Assuming all is correct, then you should be able to remove the custom login controller method, define a loginProcessingUrl and then POST to it and spring-security should kick in and (attempt) to handle it.

It might be worth just spending some time getting spring-security config working and handling the simple login case, once that is all been delegated to spring-security machinery it should be easier to update the config to wire in the RememberMe side of things.

---

Response to Edit 2

I am assuming you are following the implementation details in the linked article based on the general approach here: http://automateddeveloper.blogspot.co.uk/2014/03/securing-your-api-for-mobile-access.html (the explanation of the implementation details that you have linked to in your op)

1. After a successful login I receive a cookie in response.
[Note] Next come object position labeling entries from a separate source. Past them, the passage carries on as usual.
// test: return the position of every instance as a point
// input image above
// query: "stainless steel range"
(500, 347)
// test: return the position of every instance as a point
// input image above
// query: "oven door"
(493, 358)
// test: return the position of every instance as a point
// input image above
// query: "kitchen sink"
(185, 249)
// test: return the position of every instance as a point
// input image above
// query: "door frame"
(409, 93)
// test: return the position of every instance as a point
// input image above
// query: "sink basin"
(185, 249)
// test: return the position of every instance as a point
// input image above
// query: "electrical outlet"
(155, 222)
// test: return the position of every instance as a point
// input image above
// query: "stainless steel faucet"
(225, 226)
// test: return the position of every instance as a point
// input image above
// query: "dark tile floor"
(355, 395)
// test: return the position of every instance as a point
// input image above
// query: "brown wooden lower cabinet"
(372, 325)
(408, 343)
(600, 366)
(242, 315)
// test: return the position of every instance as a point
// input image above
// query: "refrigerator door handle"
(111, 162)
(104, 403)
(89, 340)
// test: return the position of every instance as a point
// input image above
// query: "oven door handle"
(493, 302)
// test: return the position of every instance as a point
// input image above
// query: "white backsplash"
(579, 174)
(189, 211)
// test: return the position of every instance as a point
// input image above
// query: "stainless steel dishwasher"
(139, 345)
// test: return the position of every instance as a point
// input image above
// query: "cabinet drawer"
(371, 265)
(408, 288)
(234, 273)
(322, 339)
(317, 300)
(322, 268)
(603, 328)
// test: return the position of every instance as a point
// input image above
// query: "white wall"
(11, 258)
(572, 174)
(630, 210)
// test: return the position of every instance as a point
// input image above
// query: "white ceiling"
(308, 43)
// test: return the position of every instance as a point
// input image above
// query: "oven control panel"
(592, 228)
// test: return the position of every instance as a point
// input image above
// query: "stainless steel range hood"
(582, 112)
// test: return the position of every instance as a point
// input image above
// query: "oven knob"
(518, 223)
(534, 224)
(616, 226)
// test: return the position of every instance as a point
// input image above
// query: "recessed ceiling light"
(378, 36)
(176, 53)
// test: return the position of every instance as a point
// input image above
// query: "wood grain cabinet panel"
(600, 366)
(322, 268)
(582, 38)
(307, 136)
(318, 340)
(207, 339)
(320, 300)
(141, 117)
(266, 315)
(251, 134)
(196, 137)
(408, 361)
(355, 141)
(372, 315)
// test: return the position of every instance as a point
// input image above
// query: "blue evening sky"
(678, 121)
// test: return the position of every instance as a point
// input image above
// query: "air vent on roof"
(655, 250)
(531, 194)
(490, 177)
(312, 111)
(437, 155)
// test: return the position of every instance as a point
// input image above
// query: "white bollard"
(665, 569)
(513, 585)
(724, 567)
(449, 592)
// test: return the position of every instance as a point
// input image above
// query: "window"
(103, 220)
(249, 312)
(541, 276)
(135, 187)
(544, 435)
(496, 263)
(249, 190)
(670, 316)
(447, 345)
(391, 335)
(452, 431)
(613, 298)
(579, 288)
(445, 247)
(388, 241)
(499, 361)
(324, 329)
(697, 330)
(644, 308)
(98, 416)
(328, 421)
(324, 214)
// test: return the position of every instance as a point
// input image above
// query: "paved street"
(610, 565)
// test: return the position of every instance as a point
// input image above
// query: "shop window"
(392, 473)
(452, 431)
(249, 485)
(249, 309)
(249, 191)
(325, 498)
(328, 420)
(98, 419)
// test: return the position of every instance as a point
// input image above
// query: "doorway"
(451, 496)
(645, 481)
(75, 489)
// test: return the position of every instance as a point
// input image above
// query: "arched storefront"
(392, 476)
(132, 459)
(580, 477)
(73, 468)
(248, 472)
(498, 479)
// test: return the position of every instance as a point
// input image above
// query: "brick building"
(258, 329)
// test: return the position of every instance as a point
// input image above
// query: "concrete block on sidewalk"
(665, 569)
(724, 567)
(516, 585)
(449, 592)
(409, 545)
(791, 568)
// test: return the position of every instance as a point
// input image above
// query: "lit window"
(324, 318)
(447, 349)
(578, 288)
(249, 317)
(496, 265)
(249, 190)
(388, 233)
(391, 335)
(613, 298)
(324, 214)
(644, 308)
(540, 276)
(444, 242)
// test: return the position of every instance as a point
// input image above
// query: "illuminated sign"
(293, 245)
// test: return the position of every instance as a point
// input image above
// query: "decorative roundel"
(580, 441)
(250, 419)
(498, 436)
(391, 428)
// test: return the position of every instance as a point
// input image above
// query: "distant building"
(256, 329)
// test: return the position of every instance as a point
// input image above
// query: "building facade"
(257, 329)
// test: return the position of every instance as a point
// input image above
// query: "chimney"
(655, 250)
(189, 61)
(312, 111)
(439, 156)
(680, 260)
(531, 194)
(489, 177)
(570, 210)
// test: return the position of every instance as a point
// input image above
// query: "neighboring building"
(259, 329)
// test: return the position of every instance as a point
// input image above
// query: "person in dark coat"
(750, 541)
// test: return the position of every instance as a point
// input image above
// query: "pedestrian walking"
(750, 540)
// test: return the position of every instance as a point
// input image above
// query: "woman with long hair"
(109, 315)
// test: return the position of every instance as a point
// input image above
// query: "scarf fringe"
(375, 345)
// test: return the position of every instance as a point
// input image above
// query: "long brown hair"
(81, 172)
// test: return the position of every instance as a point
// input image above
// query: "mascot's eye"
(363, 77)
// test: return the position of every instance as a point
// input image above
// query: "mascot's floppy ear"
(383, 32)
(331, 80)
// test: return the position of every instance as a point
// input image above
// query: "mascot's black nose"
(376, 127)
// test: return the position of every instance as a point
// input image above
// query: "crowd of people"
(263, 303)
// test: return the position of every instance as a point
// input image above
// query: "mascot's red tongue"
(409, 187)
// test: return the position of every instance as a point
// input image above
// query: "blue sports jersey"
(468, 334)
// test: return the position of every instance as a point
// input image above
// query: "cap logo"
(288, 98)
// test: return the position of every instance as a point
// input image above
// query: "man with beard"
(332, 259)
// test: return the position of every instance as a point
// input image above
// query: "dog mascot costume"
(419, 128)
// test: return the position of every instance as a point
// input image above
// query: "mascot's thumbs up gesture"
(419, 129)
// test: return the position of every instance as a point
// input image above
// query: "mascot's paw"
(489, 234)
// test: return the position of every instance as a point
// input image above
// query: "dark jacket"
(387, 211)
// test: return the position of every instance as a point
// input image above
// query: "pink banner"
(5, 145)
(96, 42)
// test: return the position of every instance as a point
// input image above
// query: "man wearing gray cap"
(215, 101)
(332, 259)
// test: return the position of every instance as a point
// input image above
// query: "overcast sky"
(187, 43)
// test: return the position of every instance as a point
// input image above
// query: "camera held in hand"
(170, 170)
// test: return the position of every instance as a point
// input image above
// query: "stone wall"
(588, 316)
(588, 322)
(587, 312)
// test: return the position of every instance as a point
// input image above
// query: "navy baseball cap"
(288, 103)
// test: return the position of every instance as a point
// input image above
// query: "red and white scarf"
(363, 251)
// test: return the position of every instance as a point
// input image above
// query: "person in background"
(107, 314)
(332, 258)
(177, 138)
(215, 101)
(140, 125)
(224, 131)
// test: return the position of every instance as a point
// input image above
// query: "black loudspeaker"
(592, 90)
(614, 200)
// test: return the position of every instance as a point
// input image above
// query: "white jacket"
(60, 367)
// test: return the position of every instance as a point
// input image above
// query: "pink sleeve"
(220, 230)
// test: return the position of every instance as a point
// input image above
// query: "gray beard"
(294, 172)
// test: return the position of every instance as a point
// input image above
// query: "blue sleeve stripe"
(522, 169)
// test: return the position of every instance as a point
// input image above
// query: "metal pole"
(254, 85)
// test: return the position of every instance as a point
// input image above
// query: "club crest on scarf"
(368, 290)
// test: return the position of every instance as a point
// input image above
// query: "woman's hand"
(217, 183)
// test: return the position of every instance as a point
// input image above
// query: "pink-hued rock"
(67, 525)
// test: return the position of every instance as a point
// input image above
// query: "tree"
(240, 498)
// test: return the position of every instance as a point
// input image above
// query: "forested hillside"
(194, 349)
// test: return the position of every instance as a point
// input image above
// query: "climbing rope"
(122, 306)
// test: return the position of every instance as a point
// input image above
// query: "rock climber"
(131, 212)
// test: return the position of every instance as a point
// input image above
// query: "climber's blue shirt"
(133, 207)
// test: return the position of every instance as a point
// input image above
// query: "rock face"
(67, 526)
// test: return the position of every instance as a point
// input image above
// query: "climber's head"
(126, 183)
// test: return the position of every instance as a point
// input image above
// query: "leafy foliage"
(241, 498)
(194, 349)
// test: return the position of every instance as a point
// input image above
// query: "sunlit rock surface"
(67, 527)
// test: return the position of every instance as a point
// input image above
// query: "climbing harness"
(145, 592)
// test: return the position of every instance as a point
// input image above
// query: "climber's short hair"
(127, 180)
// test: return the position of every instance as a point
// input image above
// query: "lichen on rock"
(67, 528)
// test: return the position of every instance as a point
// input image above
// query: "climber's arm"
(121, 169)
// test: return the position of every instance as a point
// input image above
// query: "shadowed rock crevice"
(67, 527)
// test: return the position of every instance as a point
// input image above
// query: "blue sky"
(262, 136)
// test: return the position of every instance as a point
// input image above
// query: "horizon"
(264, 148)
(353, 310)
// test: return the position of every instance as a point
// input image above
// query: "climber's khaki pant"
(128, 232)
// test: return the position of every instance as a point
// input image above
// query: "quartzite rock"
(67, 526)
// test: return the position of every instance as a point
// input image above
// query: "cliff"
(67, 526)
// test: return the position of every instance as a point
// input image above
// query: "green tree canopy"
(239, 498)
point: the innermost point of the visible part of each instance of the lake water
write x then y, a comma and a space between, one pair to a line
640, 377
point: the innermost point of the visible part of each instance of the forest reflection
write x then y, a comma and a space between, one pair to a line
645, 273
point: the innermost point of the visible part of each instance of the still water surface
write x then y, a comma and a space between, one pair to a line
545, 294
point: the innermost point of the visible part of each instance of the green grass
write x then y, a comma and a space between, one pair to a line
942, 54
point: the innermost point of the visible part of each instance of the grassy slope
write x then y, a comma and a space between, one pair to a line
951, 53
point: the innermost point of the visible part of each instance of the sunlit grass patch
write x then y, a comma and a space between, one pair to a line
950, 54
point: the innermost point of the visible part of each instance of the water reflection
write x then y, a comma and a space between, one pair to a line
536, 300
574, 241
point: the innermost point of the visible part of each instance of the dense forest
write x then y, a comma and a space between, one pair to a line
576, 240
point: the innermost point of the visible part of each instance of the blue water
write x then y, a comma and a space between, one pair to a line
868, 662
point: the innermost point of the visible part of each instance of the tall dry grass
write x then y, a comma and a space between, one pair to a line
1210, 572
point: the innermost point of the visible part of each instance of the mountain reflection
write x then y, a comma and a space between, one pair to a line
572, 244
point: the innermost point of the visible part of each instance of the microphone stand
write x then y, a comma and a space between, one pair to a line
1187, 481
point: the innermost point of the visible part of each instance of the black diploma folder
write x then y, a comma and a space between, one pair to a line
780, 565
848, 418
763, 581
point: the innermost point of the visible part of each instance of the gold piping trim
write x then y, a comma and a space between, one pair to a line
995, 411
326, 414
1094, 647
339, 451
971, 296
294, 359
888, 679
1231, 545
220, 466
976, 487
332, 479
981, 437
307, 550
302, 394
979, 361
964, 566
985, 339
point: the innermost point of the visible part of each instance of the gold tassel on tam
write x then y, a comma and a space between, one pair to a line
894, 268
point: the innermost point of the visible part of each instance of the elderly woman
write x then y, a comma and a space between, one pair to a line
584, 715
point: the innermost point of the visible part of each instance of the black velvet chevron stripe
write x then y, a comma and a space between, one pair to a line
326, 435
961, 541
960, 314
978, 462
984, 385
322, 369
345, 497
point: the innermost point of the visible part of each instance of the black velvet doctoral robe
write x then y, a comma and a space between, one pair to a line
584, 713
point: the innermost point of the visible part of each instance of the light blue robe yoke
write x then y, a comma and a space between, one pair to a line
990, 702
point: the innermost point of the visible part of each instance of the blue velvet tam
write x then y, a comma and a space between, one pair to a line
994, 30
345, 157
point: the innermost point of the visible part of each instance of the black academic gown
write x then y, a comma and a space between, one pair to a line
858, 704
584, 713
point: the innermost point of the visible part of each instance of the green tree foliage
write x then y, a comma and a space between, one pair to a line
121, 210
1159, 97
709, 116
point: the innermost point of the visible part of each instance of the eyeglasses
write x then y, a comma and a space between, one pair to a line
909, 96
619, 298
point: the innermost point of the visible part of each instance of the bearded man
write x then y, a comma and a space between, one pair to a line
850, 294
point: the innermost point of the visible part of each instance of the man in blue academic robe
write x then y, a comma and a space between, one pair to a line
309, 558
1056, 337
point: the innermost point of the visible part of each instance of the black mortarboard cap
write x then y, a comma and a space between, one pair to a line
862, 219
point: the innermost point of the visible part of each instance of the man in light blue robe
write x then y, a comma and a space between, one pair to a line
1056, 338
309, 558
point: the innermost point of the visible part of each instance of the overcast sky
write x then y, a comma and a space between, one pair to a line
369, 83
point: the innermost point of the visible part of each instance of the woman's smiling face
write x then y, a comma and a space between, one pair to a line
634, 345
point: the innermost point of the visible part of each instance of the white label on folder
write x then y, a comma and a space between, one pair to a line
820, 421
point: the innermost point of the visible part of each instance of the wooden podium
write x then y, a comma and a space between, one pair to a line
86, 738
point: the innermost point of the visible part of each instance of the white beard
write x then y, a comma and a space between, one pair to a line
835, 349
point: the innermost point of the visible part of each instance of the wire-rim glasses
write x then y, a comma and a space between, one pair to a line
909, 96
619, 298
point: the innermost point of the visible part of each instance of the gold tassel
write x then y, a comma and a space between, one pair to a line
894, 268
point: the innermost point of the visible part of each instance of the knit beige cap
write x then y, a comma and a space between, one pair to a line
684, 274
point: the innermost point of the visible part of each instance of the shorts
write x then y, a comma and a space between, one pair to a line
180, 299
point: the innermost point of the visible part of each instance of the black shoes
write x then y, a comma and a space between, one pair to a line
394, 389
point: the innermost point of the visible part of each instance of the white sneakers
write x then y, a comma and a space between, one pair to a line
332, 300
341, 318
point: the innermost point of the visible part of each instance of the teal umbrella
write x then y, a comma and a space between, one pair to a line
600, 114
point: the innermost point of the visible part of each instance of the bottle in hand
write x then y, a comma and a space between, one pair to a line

To further requests I have to manually add the token (client side) if it's automatically added on the server side?

So assuming you are logging in and then making API requests from your mobile app - as per the article, you need a webview in your app to allow users to login, once they have done that the WebView will recieve the response from the login which will include the cookie. At this point, all you care about is extracting the token from the cookie -after that, the cookie isn't needed. In your app you can persist the token however you like, and just add that make sure you provide that in every API request you make from the app - The RememberMe implementation in the article extracts the token from the API request headers and authenticates the user.

2. What about logout? How "Spring" will know which user has to be logged out?

It won't - the config has set spring up to be stateless, e.g. it doesn't track logged in users, that is logged by the presence of a valid cookie (or in the case of the API requests, presence of the token we extracted) - e.g. in stateless mode, every single request made to the app is checked to see if it is authenticated

3. What about the token expiration date? The default is 2 weeks, then what? Can I set so that the token never expires?

Again, assuming you are following the pattern described in the link above, this does not matter, as we just use that cookie on that first login, after that your app has a remember me token that will be used for authentication so the cookie is essentially discarded from that point.